Let’s put it in perspective. Back in July I purchased Fallout 3: Game of the Year Edition , the enhanced editions of both The Witcher and The Witcher 2: Assassins of Kings , and Torchlight 2 , altogether costing me less than twenty bucks. Then with my forty dollars in Christmas gift cards, I picked up Anno 2070, Hammerwatch, Might & Magic: Heroes VI, Terraria, Wizardy 6, 7, and 8, Ys I & II Chronicles+, and Far Cry 3 . So, for the price of one console retail title at launch, I got everything I just mentioned. Now riding high, I took my Nintendo eShop and PlayStation Store gift cards to their respective consoles, hoping for the same success. That’s where my purchasing power fizzled. Now, the PlayStation Store did have a formal holiday promotion, with the menu screens all decked out with festive colors, but it only masked the small selection they offered. There were a couple notable titles, but my twenty dollar gift card would only net me one good game or a couple cheaper thrills, and that’s only because I’m a PlayStation Plus member. Not a member? You’ll barely break the twenty percent off mark. Nintendo’s eShop was even worse. No holiday sale, just the usual weekly deals on games I already had or didn’t much care for. Now, perhaps I shouldn’t complain when any mark down is better than full price, but it got me wondering, how can a third-party digital distribution program offer us games for pocket change, and companies like Sony and Nintendo give us only fractional discounts, even on their first-party titles?

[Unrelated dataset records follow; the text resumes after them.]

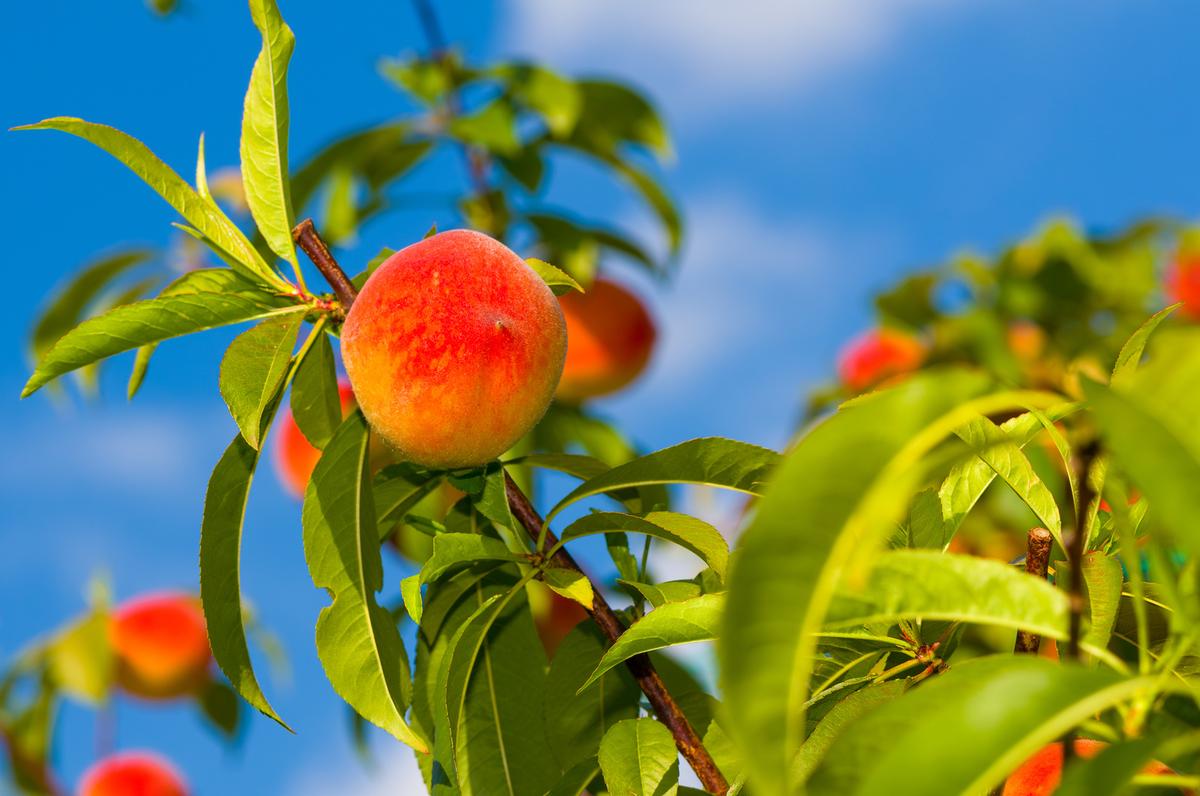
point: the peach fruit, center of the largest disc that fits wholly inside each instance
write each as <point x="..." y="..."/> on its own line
<point x="132" y="773"/>
<point x="161" y="645"/>
<point x="454" y="347"/>
<point x="295" y="456"/>
<point x="609" y="340"/>
<point x="1041" y="773"/>
<point x="877" y="355"/>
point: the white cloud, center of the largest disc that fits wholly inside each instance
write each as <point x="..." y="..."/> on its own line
<point x="703" y="51"/>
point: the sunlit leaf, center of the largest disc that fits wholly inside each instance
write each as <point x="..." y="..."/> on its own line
<point x="675" y="623"/>
<point x="688" y="532"/>
<point x="225" y="514"/>
<point x="711" y="461"/>
<point x="153" y="321"/>
<point x="639" y="758"/>
<point x="358" y="641"/>
<point x="252" y="373"/>
<point x="999" y="711"/>
<point x="264" y="132"/>
<point x="202" y="214"/>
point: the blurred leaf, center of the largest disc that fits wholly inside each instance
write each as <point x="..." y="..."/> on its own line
<point x="253" y="370"/>
<point x="220" y="706"/>
<point x="675" y="623"/>
<point x="1005" y="458"/>
<point x="711" y="461"/>
<point x="913" y="585"/>
<point x="225" y="513"/>
<point x="1103" y="578"/>
<point x="575" y="720"/>
<point x="153" y="321"/>
<point x="492" y="127"/>
<point x="547" y="94"/>
<point x="69" y="305"/>
<point x="81" y="659"/>
<point x="639" y="758"/>
<point x="688" y="532"/>
<point x="316" y="401"/>
<point x="558" y="281"/>
<point x="264" y="132"/>
<point x="615" y="114"/>
<point x="358" y="641"/>
<point x="1132" y="351"/>
<point x="425" y="79"/>
<point x="570" y="584"/>
<point x="835" y="495"/>
<point x="999" y="711"/>
<point x="205" y="216"/>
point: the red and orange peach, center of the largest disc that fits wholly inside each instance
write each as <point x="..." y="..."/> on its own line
<point x="161" y="646"/>
<point x="454" y="347"/>
<point x="609" y="340"/>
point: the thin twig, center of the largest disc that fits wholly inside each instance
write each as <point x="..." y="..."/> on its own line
<point x="1037" y="563"/>
<point x="648" y="680"/>
<point x="305" y="234"/>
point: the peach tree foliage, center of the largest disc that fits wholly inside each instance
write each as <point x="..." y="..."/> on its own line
<point x="838" y="621"/>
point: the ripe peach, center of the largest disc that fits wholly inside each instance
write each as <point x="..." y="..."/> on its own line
<point x="877" y="355"/>
<point x="132" y="773"/>
<point x="454" y="347"/>
<point x="161" y="645"/>
<point x="1183" y="283"/>
<point x="295" y="456"/>
<point x="1041" y="773"/>
<point x="609" y="340"/>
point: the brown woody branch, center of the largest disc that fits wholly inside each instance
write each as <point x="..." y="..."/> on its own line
<point x="648" y="680"/>
<point x="1037" y="563"/>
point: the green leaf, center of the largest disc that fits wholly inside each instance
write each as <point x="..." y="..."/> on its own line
<point x="576" y="720"/>
<point x="81" y="659"/>
<point x="671" y="624"/>
<point x="253" y="371"/>
<point x="358" y="641"/>
<point x="72" y="300"/>
<point x="225" y="514"/>
<point x="558" y="281"/>
<point x="153" y="321"/>
<point x="1131" y="352"/>
<point x="202" y="214"/>
<point x="1162" y="466"/>
<point x="492" y="127"/>
<point x="575" y="782"/>
<point x="570" y="584"/>
<point x="835" y="496"/>
<point x="544" y="91"/>
<point x="672" y="591"/>
<point x="1006" y="459"/>
<point x="264" y="132"/>
<point x="911" y="585"/>
<point x="493" y="686"/>
<point x="688" y="532"/>
<point x="709" y="461"/>
<point x="639" y="758"/>
<point x="832" y="725"/>
<point x="1103" y="578"/>
<point x="999" y="711"/>
<point x="316" y="401"/>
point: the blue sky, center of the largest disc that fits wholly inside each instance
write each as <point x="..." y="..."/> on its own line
<point x="822" y="150"/>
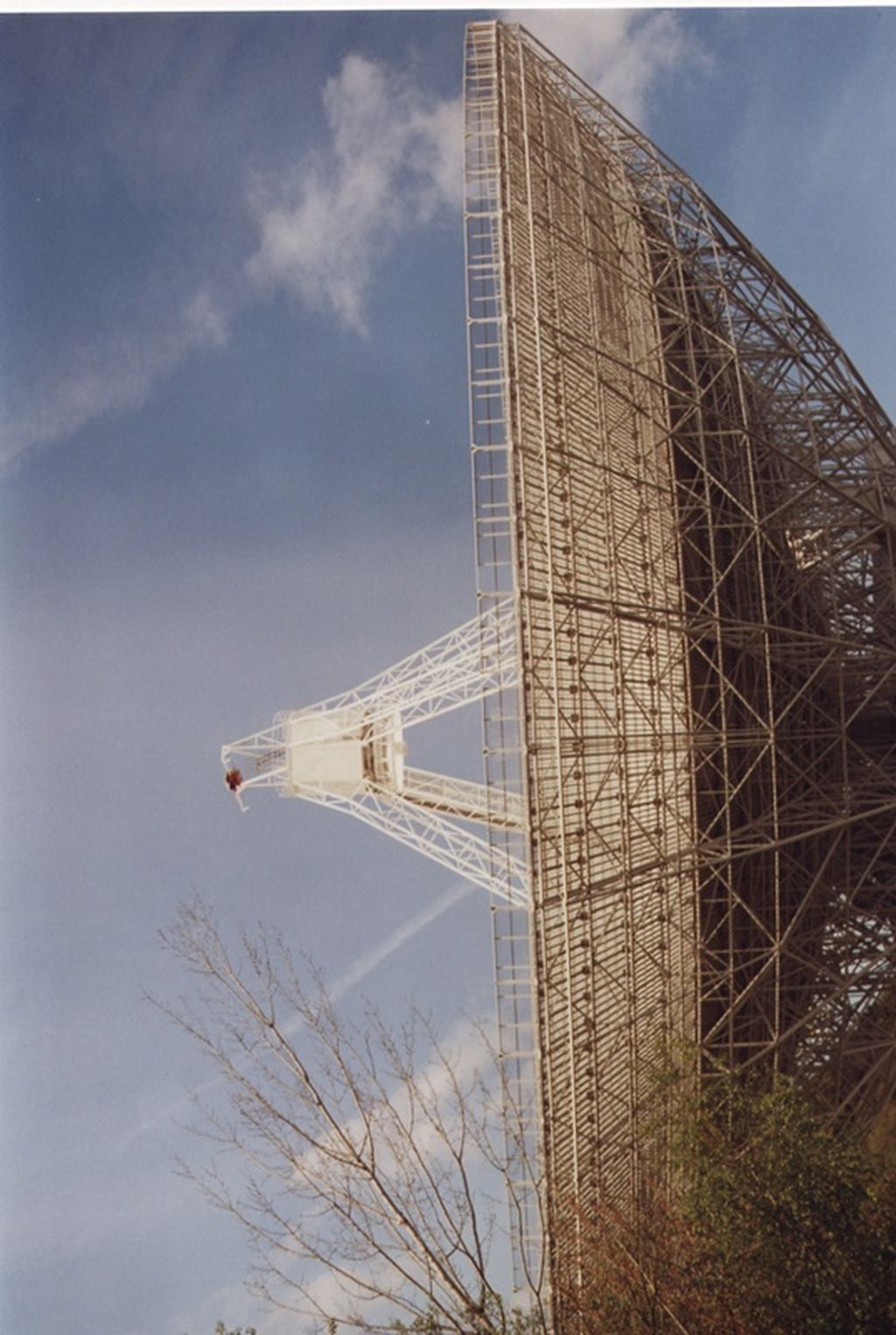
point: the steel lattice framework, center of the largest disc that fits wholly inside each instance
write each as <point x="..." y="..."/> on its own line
<point x="685" y="647"/>
<point x="692" y="495"/>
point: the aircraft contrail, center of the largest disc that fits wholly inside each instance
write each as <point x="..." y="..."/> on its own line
<point x="358" y="969"/>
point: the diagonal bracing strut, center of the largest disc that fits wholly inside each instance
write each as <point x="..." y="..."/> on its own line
<point x="349" y="753"/>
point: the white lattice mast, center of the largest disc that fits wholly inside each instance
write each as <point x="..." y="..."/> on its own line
<point x="349" y="753"/>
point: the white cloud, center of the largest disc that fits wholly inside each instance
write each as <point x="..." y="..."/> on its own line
<point x="104" y="380"/>
<point x="620" y="52"/>
<point x="394" y="157"/>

Steam Has the Best Deals in Gaming

Well, after a little research, the answer was quite plain. Steam can sell games cheap because they have a lot of people buying them, way more than Nintendo and even Sony. It actually took Steam a few years to build a consumer base and build a profit. For first-party developers, the cost of producing retail copies and the shipping involved is high, not to mention the marketing. That’s why grabbing a new title off the GameStop shelf costs sixty smackers. Steam instead, using digital rights management, has partnered directly with game publishers. Steam only takes about 30%-40% of the profit, but still, selling a hundred thousand copies of Terraria at five dollars a pop with little more than a download is easy money. To help revenues, Steam sells games from parent company Valve and keeps all the profits. Of course, it helps that there are more people in the world who own a computer with an internet connection than those who own a gaming console. And despite the continuing argument over console gaming vs. computer gaming, most PlayStation, Xbox, and Nintendo purists still have Steam accounts they keep under wraps to avoid being called a hypocrite. The big console makers are approaching a tough spot financially by still relying on physical software for profits. This medium will soon be extinct, and digital formats will be the only option. We’re seeing it with books, music, and movies as well. If they don’t start competing in price with the discounts Steam can offer, then all they’ll have left is their first-party properties, and that’s not enough to keep any of them afloat.